Wednesday, March 9, 2016

Failure to Provide A Smoke Free Environment Entitles Co-op Owner to Reimbursement of Substantial Maintenance Fees


A recent decision of a New York trial court proved very costly for a cooperative.
An owner successfully sued the co-op for breach of the warranty of habitability, constructive eviction and breach of contract based on the infiltration of second hand smoke into the owner's apartment.

The New York Real Property Law § 235-b, applicable to cooperatives, provides a lessor's warranty that a unit will be free from any conditions that are dangerous or hazardous to the occupant's life, health or safety.

The co-op was found, inter alia,  to have breached the warranty of habitability by permitting the apartment to be infiltrated by second hand smoke. 

According to the decision, the plaintiff's complaints about the smell of smoke were ignored by the co-op and the plaintiff was forced to vacate.

The court noted that "as a matter of fact, the value of a smoke polluted residential apartment is zero    .  . .    and that the plaintiff is entitled to a 100 percent abatement . . . "  Reinhard v. Connaught Tower Corp., 602503/2008, NYLJ 120275100993 (Sup. NY Decided January 25, 2016)  As such, the plaintiff was entitled to reimbursement of maintenance fees in excess of $100,000.00!

In addition to the abatement of fees, pursuant to the terms of the proprietary lease, as the prevailing party, the plaintiff was entitled to reasonable attorney's fees incurred in connection with the lawsuit.

The decision leaves open questions concerning a co-op's options. Should it to exclude smokers from the building or  "smoke proof" units.

Wednesday, March 2, 2016

In Re Rones Revisited: Court Rules Condo Lien Cannot be Strippped Off



Don't leave money on the table by  assuming  that a Chapter 13 bankruptcy filing by an owner wipes out or limits payment of a  condominium  association's pre-petition claim for unpaid  fees and assessments.

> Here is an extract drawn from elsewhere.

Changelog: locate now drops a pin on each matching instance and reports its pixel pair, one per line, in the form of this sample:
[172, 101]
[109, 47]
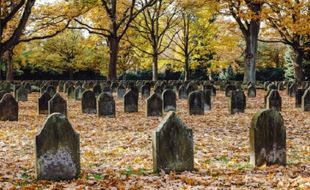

A recent decision of the United States District Court, on appeal from an order of the U.S. Bankruptcy Court, is a solid victory for condominium associations in this regard. The decision impacts the amount of money a condominium association, with a recorded priority lien, will be entitled to receive
when an owner files a Chapter 13 bankruptcy.

Based on the decision, the limited super priority afforded to a condominium claim of lien pursuant to the New Jersey Condominium Act, specifically, N.J.S.A. 46:8B-21 (b)(1), prevents the lien from being stripped off or crammed down under a debtor's chapter 13 plan. Since the lien was entitled to a limited priority over the first mortgage, and was secured by the debtor's principal residence, the lien could not be modified or stripped off.

Therefore, under a Chapter 13 plan, the entire lien will secured and not just the limited super priority portion.